WELLINGTON, July 8 (Xinhua) -- Visitors from China are keeping New Zealand's tourism industry afloat, but the industry's contribution to the country's economy stagnates, according to a University of Canterbury study.
Tourism's direct contribution to GDP had been sitting at 3.3 percent for the last three years, while the industry's generation of employment had declined for the last two years, marketing lecturer Dr. Girish Prayag said Monday.
Despite signs of recovery in specific markets, the figures were nowhere near the 2009 level when New Zealand recorded 6 percent real growth in travel and tourism contribution to the country's GDP.
"Since then, there has been no real growth in spending on travel and tourism. The World Travel and Tourism Council figures show a growth in spending of 5.3 percent in 2009, with this figure declining to 3.8 percent in 2012 and 3.1 percent this year," Prayag said in a statement.

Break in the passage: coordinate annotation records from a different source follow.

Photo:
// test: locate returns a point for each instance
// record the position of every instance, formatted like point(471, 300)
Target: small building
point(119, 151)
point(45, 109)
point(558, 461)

"Attracting international travel to New Zealand remains a challenge. While early 2013 figures are promising for some markets, the reality is that New Zealand recorded negative growth last year," he said.
"Asian markets showed reasonable growth in tourist arrival numbers and leading the way is China with 35.4 percent growth in total number of arrivals last year. Yet, the hope of recovery will only materialize this year if there is a sustained marketing effort in the growth markets."
New Zealand was struggling to develop such an engaging and effective strategy, given that visitors from emerging markets were value-conscious, had diverse expectations and options for holidays were endless. "Our competitors, including Australia, want the same customers too. We need to have the infrastructure and services in place to satisfy these visitors."